Vermaning tot de navolgers van God
1 Weest dan navolgers Gods, als geliefde kinderen;
2 En wandelt in de liefde, gelijk ook Christus ons liefgehad heeft, en Zichzelf voor ons heeft overgegeven tot een offerande en een slachtoffer Gode tot een welriekende reuk.
3 Maar laat ook onder u hoererij en alle onreinheid, of gierigheid niet genaamd worden, gelijk het de heiligen betaamt,
4 Noch oneerbaarheid, noch zot geklap, of gekkernij, welke niet betamen; maar veelmeer dankzegging.
5 Want dit weet gij, dat geen hoereerder, of onreine, of gierigaard, die een afgodendienaar is, erfenis heeft in het Koninkrijk van Christus en van God.
6 Dat u niemand verleide met ijdele woorden; want om deze dingen komt de toorn Gods over de kinderen der ongehoorzaamheid.
7 Zo weest dan hun medegenoten niet.
8 Want gij waart eertijds duisternis, maar nu zijt gij licht in de Heere; wandelt als kinderen des lichts.
9 (Want de vrucht des Geestes is in alle goedheid, en rechtvaardigheid, en waarheid),
10 Beproevende wat de Heere welbehagelijk is.
11 En hebt geen gemeenschap met de onvruchtbare werken der duisternis, maar bestraft ze ook veeleer.
12 Want hetgeen heimelijk door hen geschiedt, is schandelijk ook te zeggen.
13 Maar al deze dingen, door het licht bestraft zijnde, worden openbaar; want al wat openbaar maakt, is licht.
14 Daarom zegt Hij: Ontwaakt, gij, die slaapt, en staat op uit de doden; Christus zal over u lichten.
15 Ziet dan, hoe gij voorzichtig wandelt, niet als onwijzen, maar als wijzen.
16 De tijd uitkopende, daar de dagen boos zijn.
17 Daarom, weest niet onverstandig, maar verstaat, welke de wil des Heeren is.

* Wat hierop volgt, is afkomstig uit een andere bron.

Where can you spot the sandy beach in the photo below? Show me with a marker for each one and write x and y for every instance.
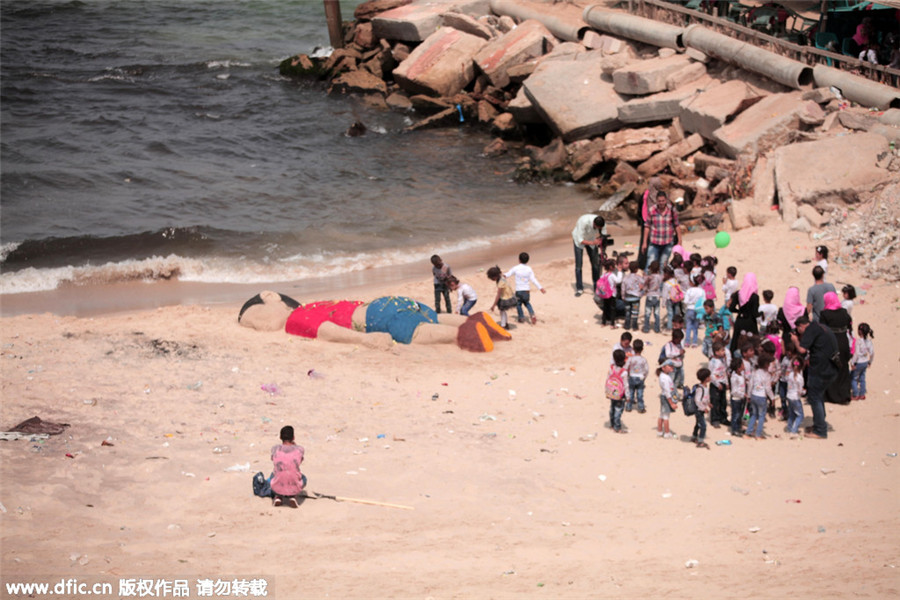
(518, 486)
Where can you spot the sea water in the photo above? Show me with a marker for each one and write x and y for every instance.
(156, 141)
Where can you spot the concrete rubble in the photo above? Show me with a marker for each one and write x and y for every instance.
(612, 112)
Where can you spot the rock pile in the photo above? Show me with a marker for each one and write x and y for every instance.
(612, 112)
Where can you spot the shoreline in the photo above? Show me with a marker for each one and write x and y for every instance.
(135, 296)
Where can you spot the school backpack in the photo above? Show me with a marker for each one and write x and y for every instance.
(262, 486)
(615, 384)
(725, 315)
(604, 287)
(709, 287)
(676, 294)
(689, 403)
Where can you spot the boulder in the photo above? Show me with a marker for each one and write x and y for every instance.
(662, 106)
(767, 123)
(417, 21)
(647, 76)
(468, 24)
(442, 65)
(584, 155)
(710, 109)
(525, 42)
(574, 99)
(523, 110)
(835, 168)
(635, 144)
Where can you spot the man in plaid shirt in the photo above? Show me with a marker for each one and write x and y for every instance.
(663, 231)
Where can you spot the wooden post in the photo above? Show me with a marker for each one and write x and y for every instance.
(333, 18)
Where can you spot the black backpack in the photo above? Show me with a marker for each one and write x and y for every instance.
(688, 402)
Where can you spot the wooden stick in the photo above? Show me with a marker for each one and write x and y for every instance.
(316, 496)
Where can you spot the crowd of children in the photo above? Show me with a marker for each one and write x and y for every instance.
(762, 373)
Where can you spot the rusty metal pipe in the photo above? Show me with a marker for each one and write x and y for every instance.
(565, 29)
(335, 26)
(635, 28)
(778, 68)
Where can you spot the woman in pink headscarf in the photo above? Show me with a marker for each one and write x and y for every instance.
(791, 310)
(837, 319)
(745, 302)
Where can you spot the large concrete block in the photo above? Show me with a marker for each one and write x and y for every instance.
(765, 123)
(648, 76)
(525, 42)
(705, 112)
(415, 22)
(662, 106)
(574, 99)
(828, 169)
(442, 65)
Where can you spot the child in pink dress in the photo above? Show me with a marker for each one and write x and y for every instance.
(287, 481)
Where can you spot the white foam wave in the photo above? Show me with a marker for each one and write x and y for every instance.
(225, 64)
(298, 267)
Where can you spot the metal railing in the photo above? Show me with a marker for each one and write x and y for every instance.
(667, 12)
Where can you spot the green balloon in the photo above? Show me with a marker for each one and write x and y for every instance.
(722, 239)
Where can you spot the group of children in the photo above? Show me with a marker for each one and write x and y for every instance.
(764, 369)
(508, 295)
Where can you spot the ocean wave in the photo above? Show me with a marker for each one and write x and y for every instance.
(298, 267)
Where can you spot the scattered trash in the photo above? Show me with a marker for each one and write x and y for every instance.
(271, 388)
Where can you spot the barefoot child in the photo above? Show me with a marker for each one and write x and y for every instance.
(701, 397)
(738, 394)
(638, 369)
(667, 400)
(505, 298)
(465, 295)
(441, 273)
(616, 388)
(524, 277)
(287, 481)
(760, 393)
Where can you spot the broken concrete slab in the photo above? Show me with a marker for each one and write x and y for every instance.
(574, 99)
(442, 65)
(417, 21)
(523, 110)
(659, 161)
(647, 76)
(685, 75)
(662, 106)
(766, 123)
(635, 144)
(822, 171)
(527, 41)
(705, 112)
(468, 24)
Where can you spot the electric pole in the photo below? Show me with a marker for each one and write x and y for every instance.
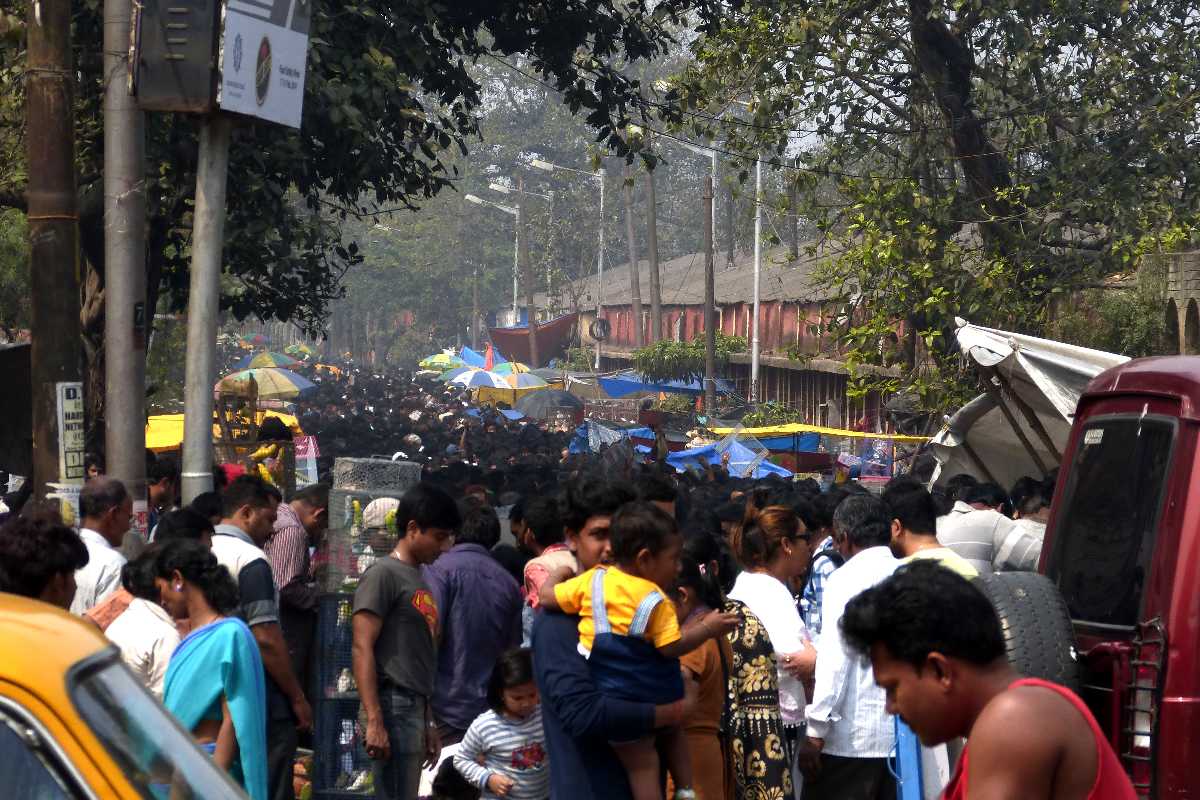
(203, 304)
(54, 253)
(709, 302)
(635, 272)
(652, 246)
(125, 276)
(527, 274)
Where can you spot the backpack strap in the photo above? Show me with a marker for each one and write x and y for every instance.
(642, 615)
(599, 611)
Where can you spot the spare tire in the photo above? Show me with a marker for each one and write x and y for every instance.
(1036, 625)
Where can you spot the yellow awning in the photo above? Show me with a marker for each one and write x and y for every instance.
(799, 427)
(166, 431)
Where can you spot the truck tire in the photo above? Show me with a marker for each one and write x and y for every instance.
(1036, 625)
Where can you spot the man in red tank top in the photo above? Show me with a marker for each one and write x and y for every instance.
(937, 651)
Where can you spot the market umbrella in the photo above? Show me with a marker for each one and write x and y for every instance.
(510, 368)
(454, 372)
(265, 359)
(544, 403)
(274, 383)
(441, 361)
(479, 378)
(525, 380)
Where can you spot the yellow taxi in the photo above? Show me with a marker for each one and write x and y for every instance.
(75, 722)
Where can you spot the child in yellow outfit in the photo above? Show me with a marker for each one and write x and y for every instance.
(630, 633)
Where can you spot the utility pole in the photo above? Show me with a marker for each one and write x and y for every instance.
(125, 275)
(601, 174)
(757, 270)
(203, 304)
(652, 246)
(474, 308)
(709, 302)
(635, 271)
(54, 253)
(527, 272)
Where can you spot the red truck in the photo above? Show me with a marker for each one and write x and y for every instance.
(1122, 547)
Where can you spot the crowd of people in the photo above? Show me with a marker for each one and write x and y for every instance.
(641, 635)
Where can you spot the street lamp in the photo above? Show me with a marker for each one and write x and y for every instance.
(516, 250)
(599, 176)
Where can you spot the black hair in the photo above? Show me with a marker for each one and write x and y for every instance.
(513, 668)
(316, 495)
(34, 549)
(201, 569)
(101, 494)
(208, 505)
(959, 485)
(911, 504)
(137, 576)
(640, 525)
(163, 465)
(541, 517)
(989, 494)
(480, 525)
(864, 519)
(184, 523)
(587, 497)
(245, 491)
(657, 488)
(700, 569)
(427, 506)
(925, 608)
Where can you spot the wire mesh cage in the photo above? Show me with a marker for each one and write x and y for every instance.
(361, 519)
(361, 528)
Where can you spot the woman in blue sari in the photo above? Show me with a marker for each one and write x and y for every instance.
(215, 685)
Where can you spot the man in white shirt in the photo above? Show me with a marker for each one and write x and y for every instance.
(106, 509)
(144, 632)
(989, 540)
(850, 733)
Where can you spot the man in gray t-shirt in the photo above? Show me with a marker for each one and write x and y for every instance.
(406, 651)
(395, 644)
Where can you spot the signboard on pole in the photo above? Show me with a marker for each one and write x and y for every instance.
(264, 50)
(71, 434)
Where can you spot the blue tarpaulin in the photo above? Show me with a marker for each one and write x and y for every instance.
(630, 383)
(741, 457)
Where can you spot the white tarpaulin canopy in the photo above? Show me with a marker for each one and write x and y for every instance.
(1038, 382)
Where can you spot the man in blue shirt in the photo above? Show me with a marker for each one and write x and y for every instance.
(474, 631)
(579, 720)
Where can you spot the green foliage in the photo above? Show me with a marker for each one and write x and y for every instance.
(1127, 322)
(676, 404)
(13, 274)
(768, 414)
(981, 160)
(667, 360)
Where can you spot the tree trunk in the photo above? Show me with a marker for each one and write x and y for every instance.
(635, 274)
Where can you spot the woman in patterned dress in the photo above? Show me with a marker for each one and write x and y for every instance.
(761, 758)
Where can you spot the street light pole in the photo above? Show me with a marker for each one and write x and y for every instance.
(757, 271)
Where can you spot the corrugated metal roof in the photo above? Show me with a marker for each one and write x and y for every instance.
(683, 280)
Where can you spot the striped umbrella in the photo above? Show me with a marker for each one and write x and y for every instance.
(480, 378)
(274, 383)
(510, 368)
(525, 380)
(265, 359)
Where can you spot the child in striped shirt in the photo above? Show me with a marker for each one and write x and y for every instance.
(504, 750)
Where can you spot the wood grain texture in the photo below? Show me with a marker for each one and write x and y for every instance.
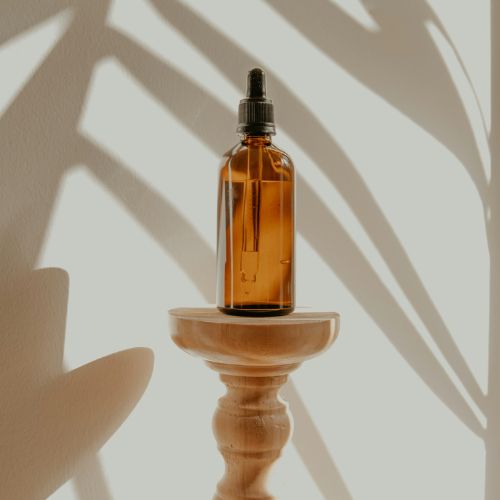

18 En wordt niet dronken in wijn, waarin overdaad is, maar wordt vervuld met de Geest;
19 Sprekende onder elkander met psalmen, en lofzangen, en geestelijke liederen, zingende en psalmende de Heere in uw hart;
20 Dankende te allen tijd over alle dingen God en de Vader, in de Naam van onze Heere Jezus Christus;
21 Elkander onderdanig zijnde in de vreze Gods.
Huiselijke plichten
22 Gij vrouwen, weest aan uw eigen mannen onderdanig, gelijk aan de Heere;
23 Want de man is het hoofd der vrouw, gelijk ook Christus het Hoofd der Gemeente is; en Hij is de Behouder des lichaams.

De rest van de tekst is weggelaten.